Sorry, I think I mispresented what I meant with that section. I don't want to say I enjoy being miserable or overwhelmed with school. I just meant that I want to continue pursuing learning but my main goal is pursuing learning related to healthcare, medicine, and such. There's clearly a huge deficit in my learning and that's a reason med school makes sense to me. Realistically even if I were a licensed physician, I would probably pursue random academic interests that served no real purpose - I'm very close to an associate's degree in Spanish and that's something that would be of some value to me because it would demonstrate some competence in a foreign language despite no family heritage to the Spanish-speaking world.
The law school reference was probably a bit of an exaggeration. The medical director at the psych hospital I work for went to law school at one point. He is not a practicing lawyer as far as I can tell but he likes to occasionally add his unnecessary degree when sending memos right next the the MD he also earned.
Medicine and healthcare is what interests me since the time I was in late elementary school (for a while in 7th grade I considered architecture but we can ignore that) so I don't think I'm going to lose interest in this notion. Obviously at my age and with my current lifestyle, there is a lot of soul-searching that I would need to do.

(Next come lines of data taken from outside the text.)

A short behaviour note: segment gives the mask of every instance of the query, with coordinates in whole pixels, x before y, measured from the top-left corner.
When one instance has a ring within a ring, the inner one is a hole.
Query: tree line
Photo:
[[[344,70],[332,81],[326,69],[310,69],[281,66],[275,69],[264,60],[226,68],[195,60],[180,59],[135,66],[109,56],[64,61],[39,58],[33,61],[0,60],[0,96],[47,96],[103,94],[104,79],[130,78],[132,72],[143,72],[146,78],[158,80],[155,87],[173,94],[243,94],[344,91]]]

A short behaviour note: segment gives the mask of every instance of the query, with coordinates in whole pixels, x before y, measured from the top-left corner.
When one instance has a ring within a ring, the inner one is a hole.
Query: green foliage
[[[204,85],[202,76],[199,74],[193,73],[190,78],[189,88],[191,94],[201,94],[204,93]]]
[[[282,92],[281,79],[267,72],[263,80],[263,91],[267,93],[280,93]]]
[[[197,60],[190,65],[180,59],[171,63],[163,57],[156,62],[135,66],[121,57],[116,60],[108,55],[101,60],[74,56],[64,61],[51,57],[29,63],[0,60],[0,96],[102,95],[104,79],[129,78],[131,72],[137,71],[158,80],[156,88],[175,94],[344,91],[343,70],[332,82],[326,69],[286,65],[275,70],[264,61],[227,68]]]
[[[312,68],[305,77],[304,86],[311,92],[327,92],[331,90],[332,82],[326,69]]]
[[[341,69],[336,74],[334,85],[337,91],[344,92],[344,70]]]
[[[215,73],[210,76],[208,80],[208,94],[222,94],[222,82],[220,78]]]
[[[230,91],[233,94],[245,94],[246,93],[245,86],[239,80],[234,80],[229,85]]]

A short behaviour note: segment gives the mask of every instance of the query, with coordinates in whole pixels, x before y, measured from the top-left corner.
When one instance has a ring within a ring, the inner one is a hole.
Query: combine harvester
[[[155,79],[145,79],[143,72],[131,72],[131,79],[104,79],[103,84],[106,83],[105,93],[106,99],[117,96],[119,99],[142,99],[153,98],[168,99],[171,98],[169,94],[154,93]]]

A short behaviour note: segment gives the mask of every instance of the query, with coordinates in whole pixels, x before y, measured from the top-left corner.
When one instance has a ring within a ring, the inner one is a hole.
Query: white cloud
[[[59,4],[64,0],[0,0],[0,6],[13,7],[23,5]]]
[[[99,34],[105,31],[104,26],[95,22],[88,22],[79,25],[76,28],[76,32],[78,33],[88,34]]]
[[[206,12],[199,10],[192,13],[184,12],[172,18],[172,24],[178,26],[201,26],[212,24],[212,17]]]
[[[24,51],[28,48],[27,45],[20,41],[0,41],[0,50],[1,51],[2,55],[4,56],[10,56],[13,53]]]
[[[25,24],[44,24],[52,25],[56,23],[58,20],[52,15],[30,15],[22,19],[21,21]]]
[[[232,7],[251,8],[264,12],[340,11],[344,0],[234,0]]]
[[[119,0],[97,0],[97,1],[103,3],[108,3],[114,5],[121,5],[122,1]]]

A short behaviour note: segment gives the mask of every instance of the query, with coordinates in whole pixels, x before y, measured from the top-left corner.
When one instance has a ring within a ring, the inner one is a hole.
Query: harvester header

At this point I think I have made the decision that I should at least pursue going to medical school because the actual decision of whether or not I want to go through with all of the effort is not something that I need to make a final decision today. There is a lot of soul-searching that is still necessary but I can do that while I do MCAT prep and improve my application. If I am going to try to make this happen, the sooner I get started the better. Waiting 5 years to decide this is a good idea will only diminish the final returns. Taking some prerequisite classes and studying for the MCAT isn't really going make a huge change in my current life but it will at least give me a far better perspective as to whether this option is worth pursuing. Based on everyone's opinions so far there seems to be a plausible chance that this could work. I think that was my main reason for posting here. I half expected most people to say something along the lines of I'm too old, too stupid, and too ill-prepared so I should just stop. Not a single person has said that so that at least means something.